PEOPLE OF 2020: Tuala Joe Ponifasio
Sometimes it’s hard to understand the power of the law until you see it wielded by those who know how to.
In September, Samoa got the chance to watch legal scrutiny in action when a couple of lawyers, Tuala Iosefo and Fuimaono Sarona Ponifasio took the Electoral Act 2019 to pieces in the Supreme Court and had it sent packing back to Parliament for urgent amendments.
The deadline for electoral registration was fast approaching and Tuala was concerned that the latest edits to the Electoral Constituencies Act and the Electoral Act left some previously eligible candidates in the lurch.
His petition to the Supreme Court, where he was represented by his wife and veritable legal encyclopaedia Fuimaono, was originally met with scorn by the Government’s lawyers.
They sought to strike out the entire motion, calling it frivolous and vexatious. Around a month later, the Attorney General’s office returned with a notice of opposition – they wanted the case heard after all.
What followed was a series of admissions from the Electoral Commission that proved to Tuala and his co-applicant Papalii Panoa Tavita what they had suspected all along: that the law was drafted poorly and needed fixing.
As they claimed, it unfairly advantaged sitting Members of Parliament over hopeful election candidates due to the wording of the monotaga requirement.
“It is unfortunate that it had to come to court in order for us to point out these inconsistencies,” Tuala said when the case wrapped up.
“It is now up to Parliament to make the necessary amendments and pass these changes into law.”
(Parliament did sit to make the “necessary amendments” and a few extra too, including a ban on switching parties between elections without a by-election.)
Through this court case, Samoa witnessed how its laws are made. We watched the Electoral Commissioner and Assistant Commissioner defend their policies without evidence until forced to admit the wording was being redrafted.
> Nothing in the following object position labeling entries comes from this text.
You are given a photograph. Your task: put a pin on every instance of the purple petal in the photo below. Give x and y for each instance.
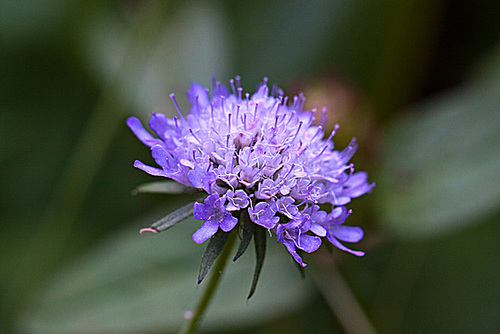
(198, 92)
(206, 231)
(309, 243)
(228, 223)
(357, 179)
(135, 125)
(159, 124)
(195, 176)
(267, 222)
(160, 155)
(200, 211)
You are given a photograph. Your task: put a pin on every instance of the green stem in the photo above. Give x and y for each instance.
(192, 323)
(53, 233)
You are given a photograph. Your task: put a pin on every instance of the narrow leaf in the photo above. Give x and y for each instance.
(214, 247)
(162, 187)
(246, 235)
(171, 219)
(260, 253)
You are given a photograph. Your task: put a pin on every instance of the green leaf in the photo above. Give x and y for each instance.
(214, 247)
(440, 169)
(134, 284)
(247, 233)
(163, 187)
(171, 219)
(260, 254)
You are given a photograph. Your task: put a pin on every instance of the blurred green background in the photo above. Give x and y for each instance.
(418, 82)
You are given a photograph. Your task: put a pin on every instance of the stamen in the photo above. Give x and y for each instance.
(239, 93)
(237, 114)
(172, 96)
(231, 81)
(192, 133)
(298, 130)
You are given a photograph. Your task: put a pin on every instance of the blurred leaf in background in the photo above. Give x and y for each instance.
(424, 97)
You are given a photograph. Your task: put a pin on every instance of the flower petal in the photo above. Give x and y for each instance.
(228, 222)
(309, 243)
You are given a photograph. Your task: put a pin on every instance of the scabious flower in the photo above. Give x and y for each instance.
(260, 155)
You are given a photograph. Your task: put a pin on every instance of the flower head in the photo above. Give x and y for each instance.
(261, 154)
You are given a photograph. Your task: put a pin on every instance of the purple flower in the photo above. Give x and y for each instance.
(213, 212)
(261, 154)
(293, 236)
(264, 214)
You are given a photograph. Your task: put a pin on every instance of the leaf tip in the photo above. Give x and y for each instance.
(148, 229)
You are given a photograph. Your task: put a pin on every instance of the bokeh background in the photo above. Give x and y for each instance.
(417, 82)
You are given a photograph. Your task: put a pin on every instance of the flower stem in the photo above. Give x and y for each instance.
(192, 323)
It also drew out a deeply problematic element of Samoa’s law-making the country had already been watching unfold: that laws are not undergoing thorough enough consultation and being drafted well enough to withstand legal tests.
The case ended with Tuala and Papalii agreeing to withdraw their application in exchange for specific changes to be made to the language of the Electoral Act, and for those changes to be made before the registration period opened for election candidates.
“You can tell from our faces what happened today, we won the court case,” Papalii said at the time.
The courts are the ultimate check on a Parliament that passes bad laws or an executive branch that usurps power that reaches beyond its limits.
But without citizens who see those breaches for what they are and take those issues before a judge, Samoa won’t enjoy the full benefit of a functioning court.
Luckily for the country, it has people like Tuala and Fuimaono.
The first time I met Tuala I had no idea he was a lawyer. It was three days before Anzac Day 2018, and seeing as he was the President of the Returned Services Association I wanted to talk to him.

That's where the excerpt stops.